Being a plant protectionist, I would suggest that we should apply and use all safeguard measures which have been recommended by experts.
Chemical control is visibly giving fast results. That is why farmers and landlords use mostly chemicals compared to other controls.
However, unnecessary use of pesticides is proving to be extremely harmful for the health of the people and other living organisms.
According to integrated pest management (IPM), if a crop has reached economic injury level, then control measures should be applied.
Growers are still not taking bio-control activities seriously. Neem extract is giving good results and with the use of plant extract we can save useful insects and repel harmful insects from the fields.
The unnecessary use of pesticides should be avoided at all costs as it is harmful for our eco-system, health, and agriculture.
There are various side-effects of pesticides as they can be harmful to people, animals and the environment because they are designed to kill or harm living organisms. Pesticide residue on the food you eat can have an effect on your health. Though the government regulates pesticide use, residues are still found in our food supply.

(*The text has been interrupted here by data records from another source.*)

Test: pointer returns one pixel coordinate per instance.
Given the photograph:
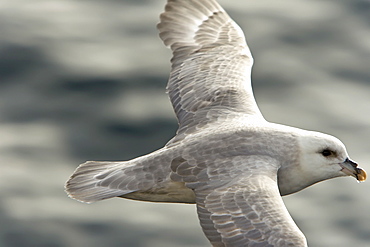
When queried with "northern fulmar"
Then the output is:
(225, 156)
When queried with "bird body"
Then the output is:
(225, 156)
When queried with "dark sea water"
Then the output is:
(85, 80)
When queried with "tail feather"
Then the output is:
(89, 182)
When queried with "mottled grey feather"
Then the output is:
(242, 207)
(211, 64)
(225, 157)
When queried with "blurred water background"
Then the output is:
(85, 80)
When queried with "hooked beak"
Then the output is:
(351, 168)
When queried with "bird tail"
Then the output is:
(88, 183)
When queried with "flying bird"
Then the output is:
(225, 157)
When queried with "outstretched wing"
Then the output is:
(211, 63)
(241, 206)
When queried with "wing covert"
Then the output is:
(211, 63)
(242, 207)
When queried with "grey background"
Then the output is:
(84, 80)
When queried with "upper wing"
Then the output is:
(211, 63)
(238, 201)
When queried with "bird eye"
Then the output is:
(327, 152)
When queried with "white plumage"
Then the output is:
(225, 157)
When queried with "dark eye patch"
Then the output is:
(327, 152)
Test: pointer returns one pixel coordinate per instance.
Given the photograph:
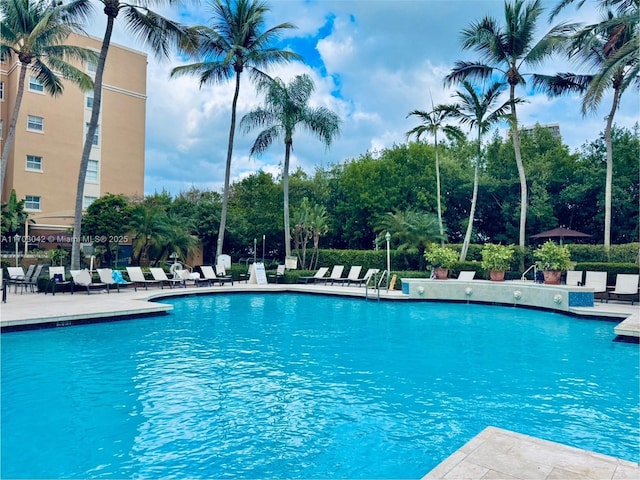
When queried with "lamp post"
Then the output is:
(16, 239)
(387, 237)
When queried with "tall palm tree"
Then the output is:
(506, 49)
(432, 123)
(286, 107)
(479, 111)
(610, 48)
(34, 32)
(237, 40)
(159, 34)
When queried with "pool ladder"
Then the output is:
(376, 284)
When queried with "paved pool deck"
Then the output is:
(492, 454)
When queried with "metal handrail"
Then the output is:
(535, 273)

Besides, organophosphates have also been shown to affect the nervous system.
According to the Department of Natural Resources and Environment, signs of an affected nervous system include excess salivation, stomach pain, vomiting, constipation and diarrhea.

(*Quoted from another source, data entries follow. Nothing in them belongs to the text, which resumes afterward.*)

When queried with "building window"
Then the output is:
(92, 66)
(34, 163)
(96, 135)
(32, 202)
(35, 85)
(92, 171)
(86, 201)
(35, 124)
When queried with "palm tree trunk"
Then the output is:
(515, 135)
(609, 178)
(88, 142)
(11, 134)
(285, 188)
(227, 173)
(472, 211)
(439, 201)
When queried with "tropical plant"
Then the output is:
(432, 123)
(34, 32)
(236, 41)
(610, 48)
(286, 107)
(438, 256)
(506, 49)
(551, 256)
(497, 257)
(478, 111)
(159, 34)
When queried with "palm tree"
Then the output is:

The highest quantity of pesticides is found on celery, peaches, berries, apples, peppers, green vegetables, grapes and potatoes. Eating these commercially grown foods frequently might increase exposure to diseases.
We should try to use biological control as many Asian countries have benefited from biotechnology in recent years.
The Integrated Pest Management (IPM) programme is an effective and environmentally sensitive approach to pest management that relies on a combination of common-sense practices.
The use of IPM programme is current. It gives comprehensive information on the lifecycle of pests and their interaction with the environment. It can be applied to both agricultural and non-agricultural settings, such as the home, garden and workplace. It takes advantage of all appropriate pest-management options, including, but not limited to, the judicious use of pesticides.
In contrast, organic food production applies many of the same concepts as IPM but limits the use of pesticides to those that are produced from natural sources, as opposed to synthetic chemicals.
It is time the unnecessary use of pesticides were avoided because poison is poison. Besides, health is wealth so we should know better what not to use at all.